Para pessoas que enfrentam sobrecarga sensorial, as chamadas salas de descompressão podem ser um recurso para reduzir estímulos e auxiliar na regulação durante eventos públicos. A proposta é defendida pelo empresário de Senador Canedo e candidato a deputado estadual Samuel Carvalho (Republicanos), diagnosticado com TDAH.
Esses espaços, também conhecidos internacionalmente como quiet rooms, são ambientes destinados à acomodação e à redução de estímulos sensoriais. A ideia é oferecer condições para que a pessoa possa se recuperar após uma situação de sobrecarga.
“Elas servem para promover uma baixa no estímulo sensorial, para que a pessoa portadora de neurodivergência possa se recuperar após uma sobrecarga”, explica Samuel.
Estruturas desmontáveis
Carvalho defende a criação de uma política pública para formar um acervo de salas itinerantes de descompressão, que poderiam ser transportadas e instaladas em eventos públicos com grande circulação de pessoas e elevado potencial de estímulos sensoriais.

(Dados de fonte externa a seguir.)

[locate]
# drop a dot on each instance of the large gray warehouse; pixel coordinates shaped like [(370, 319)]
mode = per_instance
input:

Segundo o candidato, já foi realizado um levantamento preliminar dos equipamentos necessários para a implantação das estruturas. Entre os itens estão módulos portáteis, equipamentos para redução de ruído ou isolamento acústico e estrutura para transporte.
A estimativa apresentada por Carvalho é de que cada sala tenha custo médio entre R$ 15 mil e R$ 30 mil.

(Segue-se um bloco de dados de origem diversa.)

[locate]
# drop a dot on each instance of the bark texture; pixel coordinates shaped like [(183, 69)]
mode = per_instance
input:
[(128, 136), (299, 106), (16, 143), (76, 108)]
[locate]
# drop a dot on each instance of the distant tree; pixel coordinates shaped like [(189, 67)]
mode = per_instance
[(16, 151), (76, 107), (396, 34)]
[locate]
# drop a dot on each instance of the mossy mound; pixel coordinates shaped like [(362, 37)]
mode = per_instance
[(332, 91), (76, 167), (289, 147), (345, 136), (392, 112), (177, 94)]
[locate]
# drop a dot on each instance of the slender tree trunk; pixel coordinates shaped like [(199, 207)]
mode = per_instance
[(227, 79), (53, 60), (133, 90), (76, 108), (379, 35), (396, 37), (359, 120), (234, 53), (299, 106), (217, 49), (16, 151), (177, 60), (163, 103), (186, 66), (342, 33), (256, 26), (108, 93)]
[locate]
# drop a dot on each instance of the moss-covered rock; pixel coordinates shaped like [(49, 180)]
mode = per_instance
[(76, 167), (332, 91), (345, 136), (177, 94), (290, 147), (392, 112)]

A estrutura poderia contar ainda com iluminação regulável e indireta, abafadores e fones de ouvido, pufes, almofadas e assentos individuais, além de cortinas e objetos utilizados para autorregulação, conhecidos como fidgets.
“O principal objetivo é dar à pessoa a possibilidade de ela controlar os próprios estímulos”, afirma.
Acesso a eventos
Para Carvalho, a proposta poderia ampliar a participação de pessoas neurodivergentes em atividades culturais, religiosas e de entretenimento realizadas em espaços públicos.

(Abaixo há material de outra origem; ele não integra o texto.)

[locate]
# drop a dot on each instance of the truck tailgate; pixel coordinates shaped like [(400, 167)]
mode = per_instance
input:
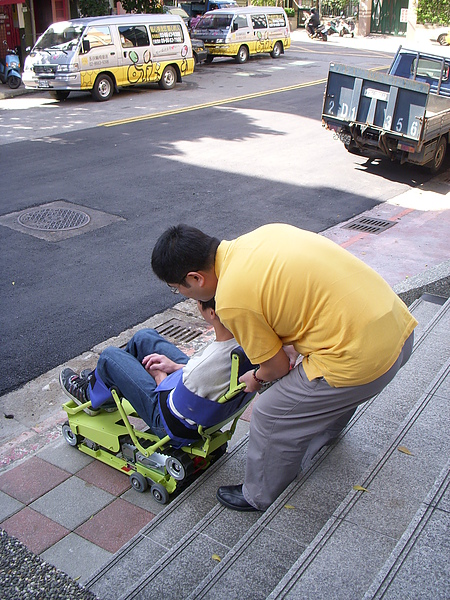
[(375, 100)]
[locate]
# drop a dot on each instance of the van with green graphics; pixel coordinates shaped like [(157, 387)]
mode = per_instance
[(101, 54), (242, 32)]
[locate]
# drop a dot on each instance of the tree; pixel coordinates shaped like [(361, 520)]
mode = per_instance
[(142, 6), (433, 11), (94, 8)]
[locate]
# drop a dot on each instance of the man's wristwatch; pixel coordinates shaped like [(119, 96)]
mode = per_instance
[(264, 384)]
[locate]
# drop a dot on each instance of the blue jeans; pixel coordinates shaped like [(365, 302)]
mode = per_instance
[(123, 369)]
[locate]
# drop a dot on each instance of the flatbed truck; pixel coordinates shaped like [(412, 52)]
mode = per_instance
[(403, 115)]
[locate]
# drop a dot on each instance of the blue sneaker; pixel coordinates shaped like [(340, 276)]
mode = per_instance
[(75, 387)]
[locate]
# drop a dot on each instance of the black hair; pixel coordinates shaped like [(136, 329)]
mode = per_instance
[(208, 304), (181, 249)]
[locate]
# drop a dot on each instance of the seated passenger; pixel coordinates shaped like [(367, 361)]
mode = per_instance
[(147, 360)]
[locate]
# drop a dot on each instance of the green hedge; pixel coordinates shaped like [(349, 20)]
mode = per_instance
[(436, 12)]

“Pense em uma família que deseja ir a um show ou a uma cantata de Natal, mas não pode porque o filho com certeza, em algum momento, vai ter uma crise. Agora imagine um local onde ele possa, caso isso aconteça, se organizar e normalizar seu sistema sensorial, podendo desfrutar da experiência. É sobre isso. É sobre ser feliz”, conclui o candidato.